Étrange événement en Amérique : les soldats morts en Irak sortent de leurs tombes… Pour quoi faire ? Et bien nous sommes en période électorale, et il ne reviennent que pour votre contre l’administration qui les a envoyé à la mort. La presse et l’entourage du Président vont hésiter quand à la position à adopter face à cet imprévu phénomène…

Depuis les années 90, Joe Dante se radicalise : Small Soldiers, La Seconde guerre de Sécession, et donc Homecoming, dans lequel il s’attarde sur la critique de l’administration George W. Bush. Non pas uniquement sur ce qu’elle a fait et continue à faire en Irak, mais sur ses méthodes de fonctionnement en général, un peu comme l’avait fait Michael Moore dans Farenheit 9/11. Si ce n’est que le propos n’est pas ici de démontrer scientifiquement et preuves à l’appui l’existence des coulisses corrompues de ce pouvoir : il s’agit de les ridiculiser. A l’instar de ce qu’il avait fait dans La Seconde guerre de Sécession, Dante s’attarde sur de nombreuses choses : le lien entre sexe et pouvoir (à la Dr. Folamour), les relations entre la politique et la presse, et surtout la nature des hommes politiques et l’image véhiculée en public, opposée aux réflexions en privé. Cette fois, et c’est une autre différence par rapport au film de Michael Moore, son intrigue n’est pas focalisée autour du personnage du Président, mais autour d’un de ses conseiller électoraux et d’une journaliste à sa botte. Une manière de représenter toute une administration plutôt qu’un seul homme, le Président, peut-être trop bête ou trop déconnecté des réalités pour diriger. Au-delà de l’administration, c’est même toute une clique présidentielle qui est évoquée, puisqu’après tout la journaliste est plus militante que reporter.

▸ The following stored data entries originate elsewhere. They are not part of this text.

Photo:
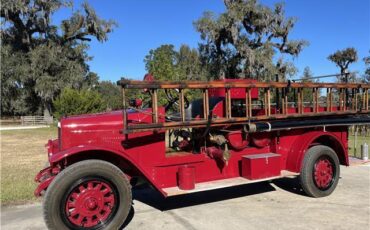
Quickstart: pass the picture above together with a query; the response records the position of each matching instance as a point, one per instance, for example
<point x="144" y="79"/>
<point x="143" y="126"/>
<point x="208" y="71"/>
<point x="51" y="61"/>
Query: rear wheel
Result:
<point x="320" y="171"/>
<point x="91" y="194"/>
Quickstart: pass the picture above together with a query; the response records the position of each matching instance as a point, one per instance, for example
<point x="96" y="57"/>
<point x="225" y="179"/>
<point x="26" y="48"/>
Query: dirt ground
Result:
<point x="276" y="205"/>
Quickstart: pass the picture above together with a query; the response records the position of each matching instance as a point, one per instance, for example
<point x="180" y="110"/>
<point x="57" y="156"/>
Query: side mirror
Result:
<point x="135" y="103"/>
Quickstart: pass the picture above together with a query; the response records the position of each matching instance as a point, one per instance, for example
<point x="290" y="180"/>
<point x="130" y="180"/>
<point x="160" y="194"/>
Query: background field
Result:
<point x="23" y="154"/>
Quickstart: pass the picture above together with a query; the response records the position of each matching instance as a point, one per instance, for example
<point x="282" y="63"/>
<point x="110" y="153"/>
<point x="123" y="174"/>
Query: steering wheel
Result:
<point x="173" y="98"/>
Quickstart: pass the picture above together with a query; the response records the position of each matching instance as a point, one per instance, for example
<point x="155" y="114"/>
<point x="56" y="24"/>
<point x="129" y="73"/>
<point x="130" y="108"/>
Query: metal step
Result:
<point x="217" y="184"/>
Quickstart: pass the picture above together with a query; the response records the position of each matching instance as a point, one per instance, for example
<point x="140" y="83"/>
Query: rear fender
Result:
<point x="305" y="141"/>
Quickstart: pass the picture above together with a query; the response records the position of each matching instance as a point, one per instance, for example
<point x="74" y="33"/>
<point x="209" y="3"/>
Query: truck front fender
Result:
<point x="84" y="151"/>
<point x="305" y="141"/>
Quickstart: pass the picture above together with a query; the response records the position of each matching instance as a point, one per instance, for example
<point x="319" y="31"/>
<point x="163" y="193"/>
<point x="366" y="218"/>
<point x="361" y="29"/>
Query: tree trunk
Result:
<point x="46" y="109"/>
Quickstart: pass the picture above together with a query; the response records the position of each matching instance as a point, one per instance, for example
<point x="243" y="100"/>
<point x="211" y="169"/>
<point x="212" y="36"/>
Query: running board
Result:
<point x="217" y="184"/>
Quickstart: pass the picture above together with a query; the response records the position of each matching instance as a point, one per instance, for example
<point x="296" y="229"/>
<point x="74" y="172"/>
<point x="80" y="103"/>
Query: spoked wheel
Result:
<point x="320" y="171"/>
<point x="91" y="194"/>
<point x="323" y="173"/>
<point x="90" y="204"/>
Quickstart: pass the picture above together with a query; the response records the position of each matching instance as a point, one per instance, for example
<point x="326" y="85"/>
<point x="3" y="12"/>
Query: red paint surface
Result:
<point x="235" y="93"/>
<point x="99" y="136"/>
<point x="186" y="177"/>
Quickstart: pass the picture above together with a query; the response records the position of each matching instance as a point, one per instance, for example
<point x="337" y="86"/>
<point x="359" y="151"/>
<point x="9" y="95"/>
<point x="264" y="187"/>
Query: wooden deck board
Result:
<point x="217" y="184"/>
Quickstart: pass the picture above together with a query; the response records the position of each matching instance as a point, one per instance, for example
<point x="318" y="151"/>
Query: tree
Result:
<point x="189" y="64"/>
<point x="111" y="95"/>
<point x="343" y="58"/>
<point x="75" y="102"/>
<point x="367" y="70"/>
<point x="244" y="41"/>
<point x="161" y="63"/>
<point x="52" y="57"/>
<point x="165" y="63"/>
<point x="307" y="93"/>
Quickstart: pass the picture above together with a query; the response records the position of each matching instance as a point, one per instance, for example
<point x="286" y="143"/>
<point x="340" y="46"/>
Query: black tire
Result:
<point x="101" y="173"/>
<point x="318" y="182"/>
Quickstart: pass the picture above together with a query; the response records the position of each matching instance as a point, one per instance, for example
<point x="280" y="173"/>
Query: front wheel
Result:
<point x="320" y="171"/>
<point x="91" y="194"/>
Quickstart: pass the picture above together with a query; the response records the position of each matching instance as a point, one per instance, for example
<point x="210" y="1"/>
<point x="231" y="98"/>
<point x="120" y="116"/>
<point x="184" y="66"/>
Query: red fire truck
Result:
<point x="232" y="132"/>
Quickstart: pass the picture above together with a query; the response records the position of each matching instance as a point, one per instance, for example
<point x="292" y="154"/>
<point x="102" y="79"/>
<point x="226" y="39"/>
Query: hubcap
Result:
<point x="323" y="173"/>
<point x="90" y="204"/>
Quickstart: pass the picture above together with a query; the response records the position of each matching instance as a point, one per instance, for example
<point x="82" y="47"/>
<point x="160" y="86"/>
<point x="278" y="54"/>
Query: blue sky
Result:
<point x="328" y="25"/>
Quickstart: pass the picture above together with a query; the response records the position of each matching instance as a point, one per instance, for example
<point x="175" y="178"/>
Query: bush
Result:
<point x="74" y="102"/>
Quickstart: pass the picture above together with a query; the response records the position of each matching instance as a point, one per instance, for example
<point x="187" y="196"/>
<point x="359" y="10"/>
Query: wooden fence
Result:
<point x="36" y="120"/>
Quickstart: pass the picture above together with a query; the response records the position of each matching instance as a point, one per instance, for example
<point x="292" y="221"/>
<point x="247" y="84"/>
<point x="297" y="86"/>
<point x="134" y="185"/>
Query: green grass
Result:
<point x="360" y="141"/>
<point x="22" y="155"/>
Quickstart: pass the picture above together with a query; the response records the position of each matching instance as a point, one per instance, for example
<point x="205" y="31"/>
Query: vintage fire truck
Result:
<point x="232" y="132"/>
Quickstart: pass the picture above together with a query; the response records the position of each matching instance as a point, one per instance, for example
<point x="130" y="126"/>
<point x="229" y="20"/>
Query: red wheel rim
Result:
<point x="90" y="204"/>
<point x="323" y="173"/>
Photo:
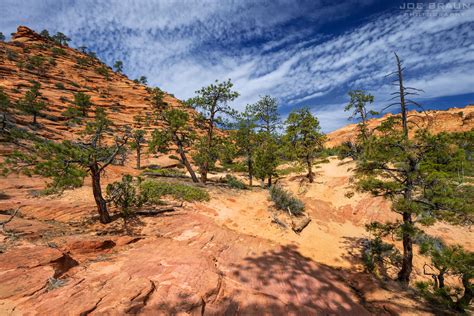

Des relations entre sexe et pouvoir, on retient avant tout l’arrivisme de la journaliste républicaine (la “BSH BABE”, comme le dit la plaque minéralogique de sa voiture). Et pas un simple arrivisme “je couche pour réussir”, mais davantage un arrivisme du type “je suis une vraie traînée pour réussir”, qui porte rudement bien ses fruits. Preuve en est la scène sado-masochiste, qui en dit très très long déjà sur la journaliste en elle-même, mais aussi sur le conseiller électoral, dont la perversion s’affiche déjà dans un jeu sexuel de domination qui est à mettre en relation avec un autre jeu de domination, cette fois-ci sur la scène politique : le peuple dominé face aux politiciens dominants. Mais cela ne s’arrête pas là, et lier une journaliste et un conseiller n’est pas fortuit : les relations entre la politique et la presse sont tellement étroites qu’on n’aurait pas pu les illustrer de meilleure façon qu’avec un rapport sexuel. L’actualité, y compris en France (avec les journalistes femmes de ministres ou de candidats), démontre que Dante vise on ne peut plus juste. C’est que la presse est la clef de n’importe quelle élection, et qu’il convient de la choyer. Le réalisateur met d’ailleurs ici l’accent sur la presse télévisée, jugée préférable à la presse écrite car la télévision permet avant tout de présenter une image et non des idées. Du reste, si les soldats morts reviennent sur terre, ce n’est pas parce qu’il n’y a plus de place en enfer, mais c’est parce que le conseiller a déclaré, dans un grand élan démagogique et hypocrite, que son voeu le plus cher était que le fils décédé d’une mère de famille éplorée revienne. On peut ici voir toute la puissance des images, thème assez cher à Dante, qu’il avait déjà exposé en grande partie -ainsi que sa méfiance- dès 1985 dans Explorers ou même dans Gremlins, dans lequel Gizmo s’inspire des images qu’il parvient à voir.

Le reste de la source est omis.